Hunt is considering pension changes to the budget in an effort to boost the workforce

It is understood the chancellor is looking at increasing the Lifetime Pension Allowance (LTA) in a move that is being interpreted as an attempt to reverse the trend of early retirement.

The PA news agency understands that Jeremy Hunt is considering allowing workers to put more money into their pension fund before they are taxed as part of his budget package.

Mr Hunt is keen to boost Britain’s workforce while looking to fulfill the Prime Minister’s pledge to grow the UK’s ailing economy.

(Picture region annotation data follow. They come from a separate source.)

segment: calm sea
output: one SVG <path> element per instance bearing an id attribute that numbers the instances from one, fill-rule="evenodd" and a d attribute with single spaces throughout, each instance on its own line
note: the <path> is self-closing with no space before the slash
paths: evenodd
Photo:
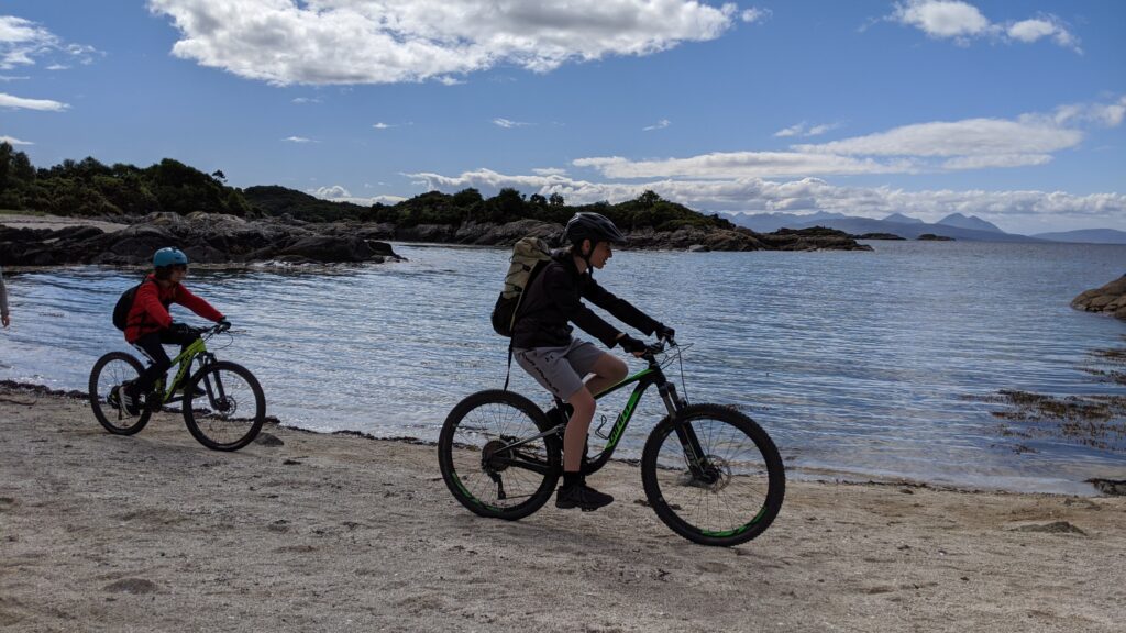
<path id="1" fill-rule="evenodd" d="M 597 278 L 676 327 L 692 344 L 688 398 L 742 408 L 795 476 L 1066 492 L 1089 492 L 1091 476 L 1126 478 L 1121 452 L 1015 437 L 992 414 L 1006 407 L 982 400 L 999 390 L 1123 394 L 1083 368 L 1092 351 L 1126 344 L 1126 323 L 1069 302 L 1126 273 L 1126 247 L 872 243 L 875 252 L 619 252 Z M 218 355 L 259 376 L 284 424 L 434 439 L 459 399 L 504 380 L 507 339 L 489 312 L 508 253 L 396 250 L 410 261 L 194 269 L 187 285 L 235 323 Z M 110 310 L 137 277 L 96 267 L 10 277 L 16 326 L 0 333 L 0 378 L 84 390 L 98 356 L 127 348 Z M 546 405 L 513 369 L 515 389 Z M 599 413 L 613 420 L 620 404 Z M 661 414 L 654 393 L 619 455 L 636 456 Z"/>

The lifetime allowance is currently £1.07m, with savers incurring tax after exceeding the personal pension minimum.

Reports differ on how much Hunt could put into the LTA in his financial statement on Wednesday.

The Times said the chancellor would raise it to £1.8m, while The Daily Telegraph said it could be more than £1.5m.

It is also understood that the budget could see an increase in the annual premium rate for pensions, with Mr Hunt tasking his advisers with calculating how much change would cost the Treasury.

The Telegraph and The Times said the amount each person could save each year before taxes were likely to rise from £40,000 to £60,000.

In his Bloomberg speech earlier this year, Hunt pledged to consider financial measures that would help people over 50 who retired early during or after Covid-19 get back to work.

Speaking in January, he said employment levels were about 300,000 people lower than they were before the coronavirus pandemic.

Mr Hunt said: “So, to those who have retired early after the pandemic, or have not found a suitable role after the holidays, I say: Britain needs you.

“And we will consider the conditions necessary to make the work worth your time.”

The life pension allowance was first introduced in 2006, when it was set at £1.5m.

It rose to a peak of £1.8m by 2012 before being gradually lowered.

It was due to stay at £1.07m until 2026, but Mr Hunt can choose to make a change.

The British Medical Association (BMA) has described the current LTA rate as “punitive” and argued that it encouraged doctors to leave the profession.

On its website, the Bahrain Monetary Agency said: “High contribution rates, significant wage erosion and a punitive pension tax system have not only resulted in an extremely high cost of membership to the scheme for senior doctors, but also in their access to reduced pensions.

“This has resulted in large numbers of physicians retiring early or having their hours reduced.”

In January, former Pensions Secretary Baroness Altmann pressured ministers to change “illogical” pension rules to help ease the NHS workforce crisis.

During a debate in the House of Lords, the Conservative fellow said that “even middle-income earners” were finding that their “supposedly tax-free pension contributions” were “making them huge tax demands that could exceed even extra earnings”.

She said it meant that some doctors were “effectively paying to work for the NHS” and that the current system “incentivizes people not to work”.

The Treasury Department said it does not comment on budget speculation.

Meanwhile, the chancellor has confirmed that £63m will be made in his budget to help public swimming pools stay open in the face of soaring energy bills.

More than £20m of the fund will be made available for one year in grants for leisure centers with parks that deal with immediate cost pressures, while £40m is earmarked for investment in decarbonisation and long-term energy efficiency measures.

The Treasury said leisure centers with swimming pools are responsible for up to 40% of a local authority’s carbon footprint due to the need to heat bathing water to safe temperatures.

Mr Hunt said: “High bills are hitting us all hard and community gatherings have been thrown in the deep end.

“I know they are loved by millions of people. This vital lifeline will keep them afloat.”